Эта фотография стоит в кухне на микроволновке, не знаю, почему я не поставила ее в комнату, на рабочий стол или подоконник. Въехав в новую съемную квартиру, я первым делом поставила мамино фото на микроволновую печь. Голубой задник хорошо сочетается с антуражем кухни – она вся хранит в себе стиль конца девяностых и начала нулевых: обои с мраморным принтом, тяжелый мягкий коричневый уголок. Мама любила такие кухни, покупала в свою кухню коричневый уголок и клеила светлые обои под мрамор. Эта кухня, на которой я теперь провожу много времени, когда работаю, пишу и ем, вся похожа на маму. Иногда мне кажется, что если я обернусь, то увижу ее профиль. Она будет стоять в желтом цыплячьем халате на замочке с розовыми от воды аккуратными руками и выкрашенными в баклажанный цвет волосами, забранными заколкой-крабом. Иногда я даже слышу запах нашей кухни. Мама все еще здесь.


В «Багульник» мы привезли спирт и соленья, остальным нас кормили сотрудницы банкетного зала. Они приносили салат «Цезарь» в маленьких квадратных розетках, салат был с большими сухарями и жирным майонезом. Потом был прозрачный жирный суп-лапша и второе – румяная ножка курицы и толченый картофель. Все было немного казенное и холодное, но я съела все три блюда одно за другим, потому что меня учили, что на поминках нужно доедать все до последней крошки.

После первых двух рюмок мужчины и некоторые из женщины вышли курить. Я вышла вместе с ними. Многие спрашивали меня, чем я занимаюсь. Я не могла толком объяснить, что делаю на своей работе. О стихах я не говорила. Сказала только, что работаю на административной должности в государственной галерее. Когда они спрашивали, что именно я делаю там, я немного мялась и начинала рассказывать о том, что общаюсь с художниками, планирую и придумываю выставки. Моя работа казалась мне бестолковой и пустой здесь, и я казалась себе оторванной от них от всех. Бестелесной и чужой.

Свет был белый и большой, как если бы он был бесконечной моей болью и утратой. Но я ничего не чувствовала. Наше с мамой большое путешествие из Волжского в Усть-Илимск фактически закончилось. Но оно продолжает разворачиваться внутри меня. Как долгая ночная дорога.

V

And what I wanted from you, Mother, was this:

that in giving me life, you still remain alive.

Luce Irigaray.

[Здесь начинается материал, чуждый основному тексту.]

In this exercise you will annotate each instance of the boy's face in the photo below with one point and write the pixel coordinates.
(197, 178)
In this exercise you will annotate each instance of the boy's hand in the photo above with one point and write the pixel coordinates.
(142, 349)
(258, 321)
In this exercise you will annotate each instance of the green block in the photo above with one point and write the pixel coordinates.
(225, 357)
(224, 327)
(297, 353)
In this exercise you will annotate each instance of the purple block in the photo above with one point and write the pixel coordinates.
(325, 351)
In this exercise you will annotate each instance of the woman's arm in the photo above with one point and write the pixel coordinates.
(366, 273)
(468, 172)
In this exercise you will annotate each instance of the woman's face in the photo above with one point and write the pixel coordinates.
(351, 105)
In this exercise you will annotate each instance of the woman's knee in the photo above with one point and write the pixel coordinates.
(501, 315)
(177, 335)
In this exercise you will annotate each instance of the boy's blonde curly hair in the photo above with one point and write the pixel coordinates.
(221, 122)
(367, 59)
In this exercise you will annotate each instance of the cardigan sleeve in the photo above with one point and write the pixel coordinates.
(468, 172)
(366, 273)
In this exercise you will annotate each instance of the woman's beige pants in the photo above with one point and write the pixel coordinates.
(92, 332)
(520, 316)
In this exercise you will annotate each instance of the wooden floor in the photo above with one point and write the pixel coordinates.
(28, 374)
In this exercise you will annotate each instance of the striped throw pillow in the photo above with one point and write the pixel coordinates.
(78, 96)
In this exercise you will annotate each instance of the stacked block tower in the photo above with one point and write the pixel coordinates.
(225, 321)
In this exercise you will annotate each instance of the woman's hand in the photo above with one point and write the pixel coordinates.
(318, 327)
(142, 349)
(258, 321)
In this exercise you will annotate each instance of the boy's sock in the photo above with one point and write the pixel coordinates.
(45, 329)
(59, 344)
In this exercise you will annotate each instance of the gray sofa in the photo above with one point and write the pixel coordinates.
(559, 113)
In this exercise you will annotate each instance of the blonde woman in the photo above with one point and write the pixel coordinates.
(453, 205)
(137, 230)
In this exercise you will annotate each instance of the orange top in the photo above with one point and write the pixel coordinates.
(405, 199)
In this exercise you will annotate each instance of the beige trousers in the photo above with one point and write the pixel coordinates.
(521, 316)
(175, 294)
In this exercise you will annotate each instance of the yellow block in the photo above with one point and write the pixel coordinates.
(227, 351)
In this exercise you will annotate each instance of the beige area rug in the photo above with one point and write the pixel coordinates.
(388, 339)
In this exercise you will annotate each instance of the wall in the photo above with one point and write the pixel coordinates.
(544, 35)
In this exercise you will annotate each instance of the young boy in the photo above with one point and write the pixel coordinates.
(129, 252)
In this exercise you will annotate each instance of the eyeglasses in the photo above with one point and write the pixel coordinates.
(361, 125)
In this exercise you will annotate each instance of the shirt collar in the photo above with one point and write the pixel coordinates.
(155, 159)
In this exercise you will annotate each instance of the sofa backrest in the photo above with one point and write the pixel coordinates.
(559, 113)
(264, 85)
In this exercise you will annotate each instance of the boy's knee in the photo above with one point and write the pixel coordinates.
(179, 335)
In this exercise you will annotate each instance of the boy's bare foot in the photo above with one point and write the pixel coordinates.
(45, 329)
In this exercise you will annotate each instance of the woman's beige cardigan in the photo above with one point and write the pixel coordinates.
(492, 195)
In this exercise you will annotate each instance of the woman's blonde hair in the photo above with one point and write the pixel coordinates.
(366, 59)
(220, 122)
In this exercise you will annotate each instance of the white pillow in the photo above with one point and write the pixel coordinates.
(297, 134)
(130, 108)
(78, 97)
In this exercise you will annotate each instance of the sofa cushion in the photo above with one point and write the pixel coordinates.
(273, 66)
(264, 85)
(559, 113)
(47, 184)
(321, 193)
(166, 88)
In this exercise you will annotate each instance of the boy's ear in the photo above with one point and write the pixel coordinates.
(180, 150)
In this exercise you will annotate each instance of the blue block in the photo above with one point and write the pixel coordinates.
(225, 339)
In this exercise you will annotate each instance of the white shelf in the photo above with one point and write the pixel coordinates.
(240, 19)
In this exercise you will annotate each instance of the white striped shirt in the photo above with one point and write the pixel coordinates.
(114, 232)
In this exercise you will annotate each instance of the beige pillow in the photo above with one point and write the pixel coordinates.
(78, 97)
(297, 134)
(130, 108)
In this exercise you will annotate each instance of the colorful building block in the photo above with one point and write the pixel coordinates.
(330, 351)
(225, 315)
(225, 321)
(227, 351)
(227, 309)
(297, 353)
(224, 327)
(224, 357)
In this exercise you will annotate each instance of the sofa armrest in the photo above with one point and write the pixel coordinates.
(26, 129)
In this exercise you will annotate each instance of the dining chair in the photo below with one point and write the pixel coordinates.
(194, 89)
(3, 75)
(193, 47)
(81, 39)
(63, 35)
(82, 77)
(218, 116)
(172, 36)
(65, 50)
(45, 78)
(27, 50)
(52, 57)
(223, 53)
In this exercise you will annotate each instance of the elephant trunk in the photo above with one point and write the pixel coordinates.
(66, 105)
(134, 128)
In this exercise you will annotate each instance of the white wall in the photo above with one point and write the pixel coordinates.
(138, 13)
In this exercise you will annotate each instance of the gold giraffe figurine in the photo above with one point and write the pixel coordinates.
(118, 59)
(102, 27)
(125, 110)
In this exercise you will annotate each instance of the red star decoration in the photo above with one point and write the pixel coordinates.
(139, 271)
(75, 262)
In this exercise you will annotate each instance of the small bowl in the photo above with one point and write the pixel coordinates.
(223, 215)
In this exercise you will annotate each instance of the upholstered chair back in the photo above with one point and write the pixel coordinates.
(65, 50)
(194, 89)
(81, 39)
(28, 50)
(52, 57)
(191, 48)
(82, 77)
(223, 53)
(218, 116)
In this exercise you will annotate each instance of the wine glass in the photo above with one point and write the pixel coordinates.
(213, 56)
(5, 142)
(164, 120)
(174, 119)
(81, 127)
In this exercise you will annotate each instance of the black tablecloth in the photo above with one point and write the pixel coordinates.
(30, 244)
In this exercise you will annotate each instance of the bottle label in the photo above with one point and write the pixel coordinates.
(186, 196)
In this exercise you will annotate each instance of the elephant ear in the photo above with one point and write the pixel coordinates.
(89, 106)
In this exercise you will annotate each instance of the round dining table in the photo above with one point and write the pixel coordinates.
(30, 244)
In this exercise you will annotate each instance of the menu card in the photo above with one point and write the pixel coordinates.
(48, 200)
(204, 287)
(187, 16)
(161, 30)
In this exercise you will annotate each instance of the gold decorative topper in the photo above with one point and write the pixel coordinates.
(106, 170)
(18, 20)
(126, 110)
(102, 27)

And the One Doesn’t Stir without the Other

Ты научила меня говорить. Ты научила меня читать. Ты научила меня писать. Ты подарила мне язык. Язык, которым сегодня я пишу о тебе. Язык, которым я называю вещи мира. Я называю землю и дерево, называю стакан, цветок и правду. Я даю оценки – это хорошо и это плохо. Все это я делаю на твоем языке.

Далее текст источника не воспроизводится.